These are times of progress in the debate on community land rights and land reform in Scotland.
No sooner had the latest piece of legislation in the Scottish Parliament completed its passage to the statute book in early June, but a further and new Land Reform Bill was introduced for consideration by Parliament in late June. The plan is that the new Bill should complete its Parliamentary process by March of 2016. Scotland has probably the most concentrated patterns of private land ownership in the world with just 432 people owning half the private land in Scotland. This concentrates power and wealth in very few hands. The legislation just passed is the Community Empowerment (Scotland) Bill 2015 is in part about redressing the power balance. Among its provisions are increased rights for communities:
- The right to request the transfer of public land to community ownership.
- An extended right from only small rural communities to every community in Scotland to gain first right of purchase of land that comes on to the market, through registering a community interest in that land.
- An extended community right to seek the compulsory purchase of land by any community where they can show the purchase would be in the public interest the land is:
- wholly or mainly abandoned or neglected
- or its management or use is causing harm to the environmental well-being of the community
- Simplification of the existing Community Right to Buy based on community experience of using the existing legislation.
- A requirement for government Ministers when considering community applications to purchase land to have regard to the International Covenant on Economic, Social and Cultural Rights.
- New powers for government to facilitate mediation between communities and private owners.
The new Land Reform Bill now tabled for Parliament to consider takes these community rights to buy land further. This includes the compulsory right to buy local land when a community can show the sustainable development of their community is being obstructed by the owner and the purchase by the community would be in the public interest. The Bill will also require all future Scottish Governments to have and to update regularly a policy Statement of Land Rights and Responsibilities. That Statement will help guide the work of an independent Land Commission that will be established to make sure that land reform is an ongoing part of national policy attention and change.
There are new provisions to improve the transparency of who owns Scotland’s land, and new rights for agricultural tenants, with new dispute resolution processes established. Government Ministers will have to issue guidance to land owners on how they must engage with local communities in decisions about local land use. Community Land Scotland is pleased the debate has moved forward and welcomes many of the proposals in the new Bill. However, there is much that could be done to strengthen and improve the Bill to make it more radical and effective. Community Land Scotland is now working up detailed changes they would like to see in the Bill as it moves through Parliament. Already Parliament evidence sessions are planned and experience of the recent Community Empowerment Bill process has shown that a community based land organisation can effect change and strengthen community land rights in legislation if the case is well researched and argued.

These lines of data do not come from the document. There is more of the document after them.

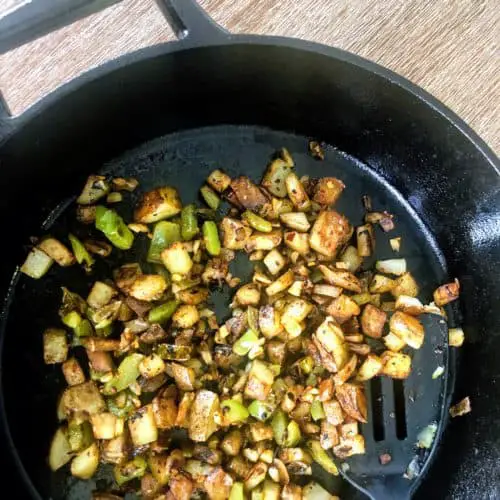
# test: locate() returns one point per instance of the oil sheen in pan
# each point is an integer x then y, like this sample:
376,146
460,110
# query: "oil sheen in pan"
184,160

On a wider front, Community Land Scotland is now seeking to negotiate with private landed interests, and from a position of having achieved greater community land rights, as to how more voluntary transfers of land could be made to happen more often. The debate about land reform and community land rights in Scotland is at a higher level than for many, many years and land reform as a means to the progressive realisation of human rights is something that now features more in debate than at any other time. Government has established a short life working group with community interests to plan the way forward to doubling the amount of land in community ownership by 2020. That plan will include how best to further support communities in their quest to take back ownership of their land. Within the debate in Scotland the Call to Action on community land rights is helpful in making clear that Scotland’s need for land reform measures is something that is shared across the globe. Our circumstances may differ in many ways, but fundamentally why land reform is needed and what might help it happen is an agenda shared. Our task in Community Land Scotland is to keep those wheels of progress turning and moving in the right direction.